Por Medea Benjamin e Nicolas J. S. Davies, no Counterpunch | Tradução: Gabriela Leite

Joe Biden assumirá o comando da Casa Branca em um momento em que os norte-americanos estão mais preocupados em enfrentar o coronavírus do que em guerras além mar. Mas a guerra continua de qualquer maneira, e as políticas de contraterrorismo militarizado que o novo presidente apoiou no passado — baseadas em ataques aéreos, operações especiais e o uso de exércitos subalternos — é precisamente o que mantém a continuidade dos conflitos.

Biden se opôs ao aumento de tropas no Afeganistão, executado por Barack Obama em 2009. A ação fracassou, e então Obama voltou à política defendida por seu vice desde o início. Ela se tornou marca registrada da política de guerra também em outros países. Em círculos internos, era conhecida como “contraterrorismo”, em oposição a “contrainsurgência”.

No Afeganistão, significou abandonar a presença em larga escala de soldados norte-americanos, e contar, ao invés disso, com ataques aéreos, ataques por drones e operações especiais de invasões para “matar ou capturar”. Enquanto isso, tropas afegãs era treinadas para realizar quase todas as ações de luta terrestre e posse do território.

Na intervenção sobre a Líbia, em 2011, a coalizão formada pela OTAN e as monarquias árabes incorporou centenas de combatentes de esquadrões especiais do Catar e mercenários ocidentais aos rebeldes líbios, para atiçar ataques aéreos da OTAN e treinar milícias locais, incluindo grupos islâmicos com ligações com a Al Qaeda. Essas grupos ainda lutam pelos despojos nove anos depois.
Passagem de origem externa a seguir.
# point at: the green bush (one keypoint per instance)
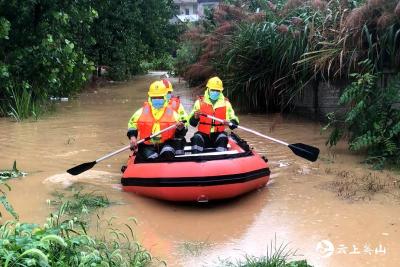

Hoje, Joe Biden recebe créditos por ter se oposto à intervenção desastrosa na Líbia, mas naquele momento ele se apressou em saudar os sucessos enganosos e de curto prazo, bem como o terrível assassinato do coronel Kadafi. “A OTAN fez o certo”, disse em um discurso no Plymouth State College em outubro de 2011, precisamente no mesmo dia em que Obama anunciava a morte de Kadafi. “Nesse caso, os EUA gastaram 2 bilhões de dólares e não perderam nenhuma vida. Essa é a receita correta de como lidar com o mundo à medida que avançamos — não a receita do passado.”

Apesar de Biden lavar suas mãos a respeito do fiasco na Líbia, a operação foi de fato emblemática para compreender a doutrina de guerra secreta e por procuração sustentada por ataques aéreos que ele apoiava, e que ele ainda tem que negar. Biden ainda diz que apoia operações de “contraterrorismo”, mas foi eleito presidente sem ter nenhuma vez que responder publicamente a qualquer pergunta direta sobre seu apoio ao uso maciço de ataques aéreos e por drones, que são parte integrante dessa doutrina.

Na campanha contra a organização terrorista Estado Islâmico, no Iraque e na Síria, as forças lideradas pelos EUA jogaram mais de 118 mil bombas e mísseis, reduzindo grandes cidades como Mossul e Raqqa a destroços, e matando dezenas de milhares de civis. Quando Biden disse que os EUA “não perderam nenhuma vida” na Líbia, ele claramente quis dizer “nenhuma vida norte-americana”. Se “vida” quer dizer simplesmente vida, a guerra na Líbia custou obviamente incontáveis vidas, e zombou da resolução do Conselho de Segurança da ONU, que aprovou o uso de forças militares apenas para proteger civis.

Rob Hewson, o editor do jornal de comércio de armas Jane’s Air-Launched Weapons, disse à agência de notícias AP, no momento em que os EUA lançavam seu bombardeio de “choque e pavor” no Iraque, em 2003: “Em uma guerra que está sendo travada pelo benefício do povo iraquiano, não podemos aceitar a morte de nenhum deles. Mas não é possível jogar bombas sem matar ninguém. Há uma dicotomia real aí”. O mesmo obviamente se aplica aos povos da Líbia, Afeganistão, Iêmen, Palestina e em qualquer lugar onde as bombas norte-americanas vêm caindo nos últimos 20 anos.